Sam Bankman-Fried was found guilty on Thursday for his role in the collapse of crypto exchange FTX.
After 15 days of testimony and about four and a half hours of deliberations, jurors returned a verdict that found him guilty on seven counts of fraud and conspiracy.
Bankman-Fried was found guilty of stealing billions of dollars from accounts belonging to customers of his once-high-flying crypto exchange FTX. He was also found guilty of defrauding lenders to FTX’s sister company, the hedge fund Alameda Research, which held FTX customer funds in a bank account.
During his trial, Bankman-Fried said he learned in 2020 that FTX customer funds were held by Alameda but he did not take action to safeguard them.
When he later discovered in the fall of 2022 that Alameda owed $8 billion to FTX, no one was fired.
Other charges Bankman-Fried was found guilty of include defrauding investors in FTX and a money-laundering charge.

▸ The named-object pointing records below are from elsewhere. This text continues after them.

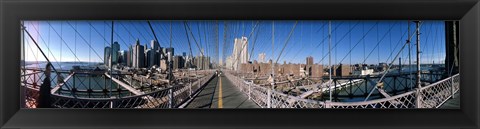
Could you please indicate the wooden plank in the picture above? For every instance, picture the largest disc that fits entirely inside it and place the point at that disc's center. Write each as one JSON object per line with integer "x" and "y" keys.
{"x": 126, "y": 86}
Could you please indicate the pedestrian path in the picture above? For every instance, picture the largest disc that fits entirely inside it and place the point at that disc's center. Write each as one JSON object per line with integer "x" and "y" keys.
{"x": 221, "y": 93}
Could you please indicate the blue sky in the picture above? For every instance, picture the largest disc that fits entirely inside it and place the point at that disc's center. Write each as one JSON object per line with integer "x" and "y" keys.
{"x": 352, "y": 41}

The verdict caps a yearlong saga that took the 31-year-old Bankman-Fried from a billionaire living in a luxury apartment in the Bahamas to a defendant in one of the biggest white-collar crime cases since Bernie Madoff’s Ponzi scheme that fell apart in 2009.
FTX was once one of the most trusted names in crypto. The trial has been closely watched by regulators, investors and the crypto community for signs of a potential larger crackdown on the largely unregulated crypto market.
The verdict comes a year after FTX entered a death spiral that fueled a panic in the trillion-dollar crypto industry and left an estimated 1 million customers facing potential losses. Prior to its collapse, the exchange attracted millions of users and a coterie of A-list backers, such as Tom Brady and Gisele Bundchen.
FTX, founded by Bankman-Fried in 2019, billed itself as a safe and easy way to start trading cryptocurrencies – digital assets whose values are based largely on a collective hope for their future application, which remains murky.
In the early 2020s, with interest rates at zero and millions of amateur investors stuck at home, FTX’s popularity as a crypto portal skyrocketed. By 2022, FTX was airing Super Bowl ads and plastering its name on the Miami Heat’s arena.
But FTX collapsed into bankruptcy on November 11, 2022 after what was effectively a run on the bank – a customer panic sparked by a leaked document that suggested irregular financial dealings between FTX and another firm owned by Bankman-Fried.
But, unlike bank customers, FTX depositors had no federal insurance fund to compensate them when the cash dried up. And despite FTX’s public assurances that it didn’t invest or move customer deposits in any way, Bankman-Fried’s other firm had been secretly siphoning deposits to repay its own lenders, underwrite executives’ luxury lifestyles, gamble in crypto markets and funnel millions of dollars in US political campaigns.
That other firm was Alameda Research, a hedge-fund-like crypto trading house that Bankman-Fried launched in 2017.